季節のおすすめ
2022.07.29
<8月のおすすめ紙しばい>きもだめしにも!幅広い世代で楽しめる『子そだてゆうれい』

8月のおはなし会は、いつもとちがってちょっとこわい、こんな紙芝居はいかがでしょうか。
むかし、あるところに、とうべえというあめ屋の男がいました。
ある日、杖をついた若い女に、近くの宿をたずねられます。
おなかのあかんぼうがもうすぐ生まれそうだといい、つらそうな様子の女に、とうべえはあめをあたえ、道の先にある山寺のおしょうなら、泊めてくれるだろうと伝えます。
それから何日かたった、ある日のこと。
とんとん とんとん
真夜中に、店の戸をたたく音がします。
とうべえが、だれかとたずねると、
「あめを わけて くださいまし」
戸をあけると、そこにはあの若い女がいました。
女は、あかんぼうが生まれたこと、けれど、お乳がでなくてあかんぼうが泣いており、あめをわけてもらいにきたといいます。女をかわいそうに思ったとうべえは、お金より多めにあめを女にわたしてやりました。
そのつぎのばん、真夜中に
とんとん とんとん
また、女があめを買いにやってきました。
とうべえは、夜中ではなく日中に買いにきてほしいと女に伝えますが、女はどうしてもこられないと言います。
女はこうして6日つづけてあめを買いにきました。
7日目の真夜中、やはりあめを買いにきた女を、本当に山寺に泊まっているのかと不思議に思ったとうべえは、女の後をつけてみることにしますが……。

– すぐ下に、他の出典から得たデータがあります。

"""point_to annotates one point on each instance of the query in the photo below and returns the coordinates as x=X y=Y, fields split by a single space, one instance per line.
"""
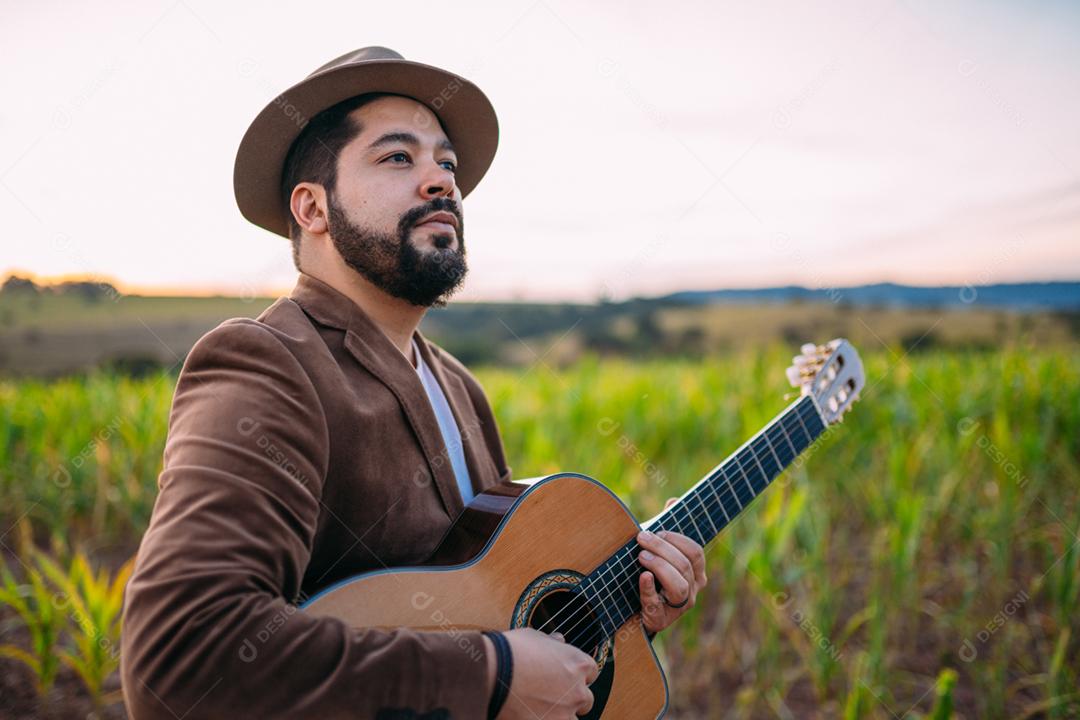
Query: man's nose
x=436 y=181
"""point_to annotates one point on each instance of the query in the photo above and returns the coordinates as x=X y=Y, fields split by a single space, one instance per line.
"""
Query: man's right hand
x=550 y=679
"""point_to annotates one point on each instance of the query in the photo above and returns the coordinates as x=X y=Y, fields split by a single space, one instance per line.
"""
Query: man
x=328 y=436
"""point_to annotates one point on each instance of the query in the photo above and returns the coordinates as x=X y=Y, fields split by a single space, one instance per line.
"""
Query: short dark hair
x=312 y=158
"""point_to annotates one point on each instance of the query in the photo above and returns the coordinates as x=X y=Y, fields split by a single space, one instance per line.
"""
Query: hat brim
x=466 y=113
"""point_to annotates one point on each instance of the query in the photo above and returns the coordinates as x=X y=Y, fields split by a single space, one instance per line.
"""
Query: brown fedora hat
x=466 y=113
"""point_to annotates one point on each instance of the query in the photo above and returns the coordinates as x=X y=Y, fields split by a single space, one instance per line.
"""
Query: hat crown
x=364 y=54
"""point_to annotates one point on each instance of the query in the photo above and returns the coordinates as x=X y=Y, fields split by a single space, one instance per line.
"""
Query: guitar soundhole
x=551 y=603
x=566 y=612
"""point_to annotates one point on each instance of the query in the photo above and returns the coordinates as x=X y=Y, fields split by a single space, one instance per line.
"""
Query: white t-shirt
x=451 y=436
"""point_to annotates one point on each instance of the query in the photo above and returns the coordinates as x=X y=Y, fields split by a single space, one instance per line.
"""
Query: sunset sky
x=645 y=147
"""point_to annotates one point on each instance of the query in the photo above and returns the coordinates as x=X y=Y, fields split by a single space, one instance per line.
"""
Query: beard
x=392 y=262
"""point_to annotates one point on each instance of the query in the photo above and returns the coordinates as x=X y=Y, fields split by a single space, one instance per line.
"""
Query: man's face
x=393 y=176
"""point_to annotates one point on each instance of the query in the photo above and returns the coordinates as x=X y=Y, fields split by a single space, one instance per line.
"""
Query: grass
x=921 y=561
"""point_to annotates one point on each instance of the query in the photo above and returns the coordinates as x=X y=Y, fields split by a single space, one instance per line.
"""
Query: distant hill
x=1017 y=296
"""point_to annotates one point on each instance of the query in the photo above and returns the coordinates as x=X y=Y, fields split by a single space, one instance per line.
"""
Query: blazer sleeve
x=208 y=627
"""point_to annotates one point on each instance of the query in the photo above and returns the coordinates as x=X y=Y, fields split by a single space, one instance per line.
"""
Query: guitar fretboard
x=707 y=507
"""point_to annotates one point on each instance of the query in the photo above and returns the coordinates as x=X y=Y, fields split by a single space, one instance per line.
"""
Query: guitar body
x=512 y=559
x=561 y=553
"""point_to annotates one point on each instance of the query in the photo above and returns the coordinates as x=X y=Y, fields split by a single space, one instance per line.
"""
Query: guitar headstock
x=832 y=374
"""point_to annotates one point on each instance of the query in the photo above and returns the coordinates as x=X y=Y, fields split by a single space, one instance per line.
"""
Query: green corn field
x=923 y=561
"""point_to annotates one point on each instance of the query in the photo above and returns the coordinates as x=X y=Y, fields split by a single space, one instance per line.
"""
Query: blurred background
x=682 y=197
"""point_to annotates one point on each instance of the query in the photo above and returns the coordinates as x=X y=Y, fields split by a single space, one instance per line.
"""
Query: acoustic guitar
x=559 y=553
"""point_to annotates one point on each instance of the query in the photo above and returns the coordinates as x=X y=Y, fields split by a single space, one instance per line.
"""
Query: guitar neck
x=717 y=499
x=707 y=507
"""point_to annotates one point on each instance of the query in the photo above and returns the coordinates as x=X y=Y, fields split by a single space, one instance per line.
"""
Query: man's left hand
x=678 y=562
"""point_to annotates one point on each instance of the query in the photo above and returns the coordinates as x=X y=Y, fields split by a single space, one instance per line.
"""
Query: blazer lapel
x=370 y=347
x=457 y=397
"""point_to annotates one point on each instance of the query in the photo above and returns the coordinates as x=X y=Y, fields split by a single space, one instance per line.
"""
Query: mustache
x=412 y=217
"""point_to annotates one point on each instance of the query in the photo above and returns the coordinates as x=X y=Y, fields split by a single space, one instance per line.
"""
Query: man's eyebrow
x=406 y=138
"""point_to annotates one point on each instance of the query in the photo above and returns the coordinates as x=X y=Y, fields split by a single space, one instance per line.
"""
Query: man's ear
x=308 y=206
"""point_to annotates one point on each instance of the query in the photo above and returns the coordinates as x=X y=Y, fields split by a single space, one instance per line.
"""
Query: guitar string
x=621 y=578
x=618 y=571
x=626 y=570
x=620 y=575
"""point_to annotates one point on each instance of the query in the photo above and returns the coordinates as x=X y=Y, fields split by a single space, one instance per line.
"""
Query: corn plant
x=93 y=603
x=34 y=602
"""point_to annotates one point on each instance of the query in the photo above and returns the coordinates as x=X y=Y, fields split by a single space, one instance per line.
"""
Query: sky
x=645 y=147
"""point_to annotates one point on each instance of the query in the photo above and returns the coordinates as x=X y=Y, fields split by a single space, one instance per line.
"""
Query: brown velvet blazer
x=301 y=449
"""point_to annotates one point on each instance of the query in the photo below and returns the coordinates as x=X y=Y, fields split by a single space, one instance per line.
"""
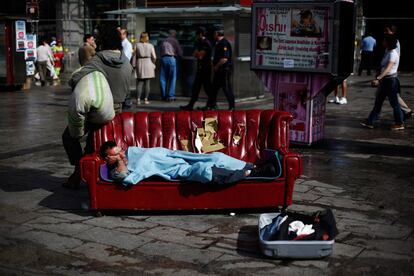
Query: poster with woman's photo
x=307 y=22
x=293 y=38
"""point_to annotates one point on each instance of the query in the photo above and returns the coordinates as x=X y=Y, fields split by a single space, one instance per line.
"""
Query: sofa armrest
x=292 y=171
x=89 y=169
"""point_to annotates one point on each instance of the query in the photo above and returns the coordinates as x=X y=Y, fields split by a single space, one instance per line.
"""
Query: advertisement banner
x=30 y=52
x=292 y=38
x=20 y=35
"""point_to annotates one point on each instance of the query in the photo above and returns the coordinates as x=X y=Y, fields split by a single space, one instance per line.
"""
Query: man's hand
x=374 y=83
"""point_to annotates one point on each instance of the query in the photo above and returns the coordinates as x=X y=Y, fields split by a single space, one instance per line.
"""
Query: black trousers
x=202 y=78
x=223 y=176
x=222 y=79
x=73 y=146
x=367 y=59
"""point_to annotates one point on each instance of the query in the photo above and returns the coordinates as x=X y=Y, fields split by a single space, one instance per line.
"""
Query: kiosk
x=12 y=51
x=302 y=50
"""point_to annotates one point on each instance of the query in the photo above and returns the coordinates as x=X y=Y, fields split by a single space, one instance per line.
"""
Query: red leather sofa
x=258 y=130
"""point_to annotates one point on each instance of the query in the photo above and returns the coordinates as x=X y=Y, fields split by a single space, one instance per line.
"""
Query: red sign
x=245 y=2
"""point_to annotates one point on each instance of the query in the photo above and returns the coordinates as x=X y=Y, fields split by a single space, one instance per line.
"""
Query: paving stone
x=175 y=235
x=104 y=253
x=363 y=217
x=302 y=188
x=113 y=237
x=5 y=241
x=305 y=197
x=171 y=271
x=179 y=252
x=75 y=271
x=187 y=222
x=20 y=217
x=343 y=235
x=52 y=241
x=321 y=191
x=392 y=246
x=304 y=208
x=316 y=183
x=277 y=270
x=74 y=217
x=243 y=265
x=111 y=222
x=385 y=255
x=375 y=230
x=24 y=200
x=340 y=202
x=321 y=264
x=58 y=225
x=345 y=250
x=243 y=256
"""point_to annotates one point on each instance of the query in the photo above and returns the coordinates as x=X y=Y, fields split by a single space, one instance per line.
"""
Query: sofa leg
x=99 y=214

画家・須々木博さんの味わいぶかい絵が印象的な紙芝居。
「とんとん」と女が戸をたたく場面の不気味でこわい雰囲気に、子どもたちは息をのんでお話に集中します。
ゆうれいが登場する怪談ですが、死んでなおわが子を思う、母の愛に心うたれる作品です。
母を亡くし生まれた赤んぼうですが、この作品ではその後、寺で大事に育てられ、立派なお坊さまになる後日談も描かれ、怖いだけでなく心あたたまるお話となっています。
夏のおはなし会でおすすめしたい、幅広い世代で楽しめる、ロングセラー紙芝居です。